5. «Сын полка» (1945)
Повесть, написанная в 1944 году и опубликованная еще до окончания войны, имела колоссальный резонанс. Сын Катаева вспоминал, что почта мешками приносила письма от людей, убеждённых, что главный герой, мальчик Ваня Солнцев, найденный на линии фронта войсковой разведкой и убедивший командиров не отправлять его в детский дом, а оставить в части, списан именно с них. Что показывает лишь то, что Катаев своим острым чутьем действительно уловил массовое явление. И выразил со свойственной ему виртуозностью.
6. «Алмазный мой венец» (1978)
Порождение совсем иной эпохи и совсем иных обстоятельств. Поздний мемуарный шедевр подбирающегося к восьмидесятилетию мэтра, который мог себе позволить уже абсолютно все. От мимолетного упоминания только что умершего Набокова с его нимфетками до подробного рассказа – под прозрачными псевдонимами – о забронзовевших к тому времени классиках, которым Катаев в молодости подкидывал и делал с ними на пару халтуры, выпивал, а то и вышвыривал взашей. При этом все цитируемые стихи, многие из которых большинство читателей видели впервые, приводились автором исключительно по памяти, что вызвало еще большую ярость у благоверных филологов, чем упоминание кровавой юшки под носом у королевича (то есть Есенина). Что породило даже язвительную пародию Владимира Локшина «Мовизма осень золотая» («мовизмом», то ли от украинской «мовы», то ли от французского mauvais свою метòду окрестил сам Катаев): «Гусарик, глядя поверх собеседника презрительным взглядом, впервые прочитал свои звонкие, немного фельетонные, ставшие потом известными строфы: «дух изгнанья летел над грешною землёй, и лучших дней воспоминанья и снова бой. Полтавский бой!» Цитирую по памяти, не сверяя с книгой, – так эти стихи запомнились мне, так они, по правде говоря, лучше звучат и больше напоминают людей, которых я забываю». Уже в наши дни ученый-филолог Олег Лекманов выпустил добросовестный «путеводитель» по «Алмазному венцу» - «В лабиринтах романа-загадки»: нашелся и на мовиста свой аккуратист.

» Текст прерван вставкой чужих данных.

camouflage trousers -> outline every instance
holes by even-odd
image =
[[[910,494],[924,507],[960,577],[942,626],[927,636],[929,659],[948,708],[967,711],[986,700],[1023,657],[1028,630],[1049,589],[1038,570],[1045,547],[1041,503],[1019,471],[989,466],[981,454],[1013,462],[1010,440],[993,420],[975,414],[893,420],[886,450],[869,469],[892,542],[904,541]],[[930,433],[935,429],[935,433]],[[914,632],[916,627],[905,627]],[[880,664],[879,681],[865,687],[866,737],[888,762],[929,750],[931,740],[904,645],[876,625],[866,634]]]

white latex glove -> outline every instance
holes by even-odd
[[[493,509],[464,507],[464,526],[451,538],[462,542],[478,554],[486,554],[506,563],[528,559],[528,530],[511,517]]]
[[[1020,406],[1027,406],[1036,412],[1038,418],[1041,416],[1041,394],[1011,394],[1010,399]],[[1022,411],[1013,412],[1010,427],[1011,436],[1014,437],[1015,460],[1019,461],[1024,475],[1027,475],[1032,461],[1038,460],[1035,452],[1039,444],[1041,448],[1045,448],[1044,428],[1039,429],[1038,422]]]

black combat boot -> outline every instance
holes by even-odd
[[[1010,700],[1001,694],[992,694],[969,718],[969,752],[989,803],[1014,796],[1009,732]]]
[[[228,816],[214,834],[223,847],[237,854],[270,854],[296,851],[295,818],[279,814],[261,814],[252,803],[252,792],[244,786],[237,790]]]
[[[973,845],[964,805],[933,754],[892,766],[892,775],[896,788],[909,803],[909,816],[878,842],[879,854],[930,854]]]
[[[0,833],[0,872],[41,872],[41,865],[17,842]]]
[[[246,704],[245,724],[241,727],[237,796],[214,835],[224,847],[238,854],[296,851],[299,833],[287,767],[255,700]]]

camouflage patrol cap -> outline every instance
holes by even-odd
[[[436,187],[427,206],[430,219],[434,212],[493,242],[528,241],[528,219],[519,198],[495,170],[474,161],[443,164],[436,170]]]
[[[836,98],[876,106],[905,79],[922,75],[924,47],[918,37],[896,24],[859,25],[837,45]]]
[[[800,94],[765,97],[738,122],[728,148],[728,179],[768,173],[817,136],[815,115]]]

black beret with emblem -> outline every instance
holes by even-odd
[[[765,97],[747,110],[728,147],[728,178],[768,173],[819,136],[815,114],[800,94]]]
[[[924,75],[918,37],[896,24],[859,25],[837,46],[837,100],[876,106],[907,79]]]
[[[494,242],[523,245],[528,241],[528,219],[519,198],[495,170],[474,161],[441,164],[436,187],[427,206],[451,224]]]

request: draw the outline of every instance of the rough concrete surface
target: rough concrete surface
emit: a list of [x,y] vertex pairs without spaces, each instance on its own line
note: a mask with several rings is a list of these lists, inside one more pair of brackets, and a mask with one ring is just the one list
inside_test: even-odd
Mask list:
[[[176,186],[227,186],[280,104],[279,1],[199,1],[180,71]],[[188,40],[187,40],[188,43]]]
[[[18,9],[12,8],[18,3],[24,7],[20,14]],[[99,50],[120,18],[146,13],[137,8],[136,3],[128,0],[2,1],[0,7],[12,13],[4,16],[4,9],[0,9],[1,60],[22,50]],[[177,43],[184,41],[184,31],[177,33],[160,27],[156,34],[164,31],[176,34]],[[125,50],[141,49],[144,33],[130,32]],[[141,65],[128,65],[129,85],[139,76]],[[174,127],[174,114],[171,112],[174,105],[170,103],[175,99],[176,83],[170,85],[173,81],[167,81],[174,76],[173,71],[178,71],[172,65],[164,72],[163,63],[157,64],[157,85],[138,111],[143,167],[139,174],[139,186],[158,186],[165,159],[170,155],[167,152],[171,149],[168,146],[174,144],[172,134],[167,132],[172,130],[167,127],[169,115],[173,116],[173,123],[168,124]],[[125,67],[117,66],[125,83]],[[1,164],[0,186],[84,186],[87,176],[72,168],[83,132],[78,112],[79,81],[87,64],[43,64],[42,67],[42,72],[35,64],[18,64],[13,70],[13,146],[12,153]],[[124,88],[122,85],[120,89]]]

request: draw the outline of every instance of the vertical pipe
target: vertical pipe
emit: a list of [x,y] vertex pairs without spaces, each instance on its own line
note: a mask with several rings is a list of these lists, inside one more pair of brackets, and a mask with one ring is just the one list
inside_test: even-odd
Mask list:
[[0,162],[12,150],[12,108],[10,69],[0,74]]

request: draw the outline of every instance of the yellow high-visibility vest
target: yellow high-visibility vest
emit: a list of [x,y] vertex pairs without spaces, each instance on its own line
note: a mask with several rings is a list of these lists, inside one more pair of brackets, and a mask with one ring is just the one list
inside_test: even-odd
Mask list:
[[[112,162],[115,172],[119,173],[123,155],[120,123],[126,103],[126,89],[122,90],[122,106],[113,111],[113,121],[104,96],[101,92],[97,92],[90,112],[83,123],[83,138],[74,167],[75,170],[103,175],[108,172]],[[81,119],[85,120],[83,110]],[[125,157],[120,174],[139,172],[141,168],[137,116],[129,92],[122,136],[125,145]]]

7. «Уже написан Вертер» (1979)
Мемуарный роман, вызвавший скандал в ином роде: в нем 83-летний Катаев завуалированно, но вполне определённо признаётся в своём участии в белом движении в 1920 году. Доскональное описание одесского ЧК, в которое попадает главный герой, интеллигентный мальчик Дима Фёдоров, примкнувший к «врангелевскому» заговору из деликатности (не смог оказать), не оставляет в этом сомнений. Как и отношение самого Катаева к этим железнобоким чекистам, способным сдавать мужей, друзей, единомышленников. При этом, как и в «Алмазном венце», все действующие лица прекрасно узнаваемы. Так, «эсер Серафим Лось», который вызволяет Диму, просто придя к начальнику одесского ЧК, своему старому другу, как библейский Сатана к Богу в книге Иова, – это реальный эсер и писатель Андрей Соболь. Причем Катаев не то цитирует в романе его тексты, не то просто воспроизводит его манеру. Немудрено, что роман резко не понравился председателю КГБ Юрию Андропову, который после публикации в «Новом мире» известил ЦК КПСС, что Катаев «в неверном свете представляет роль ВЧК как инструмента партии в борьбе против контрреволюции». Говоря по-современному, вписался за своих. Сорока годами раньше это было бы смертным приговором. Сорока годами позже могло привести к непредсказуемым последствиям. Но в тот момент всё ограничилось запретом на упоминание в печати, который не пережил самого Андропова. А вот Катаев пережил – дожив до Перестройки.
И продолжает жить дальше. Время, вперед!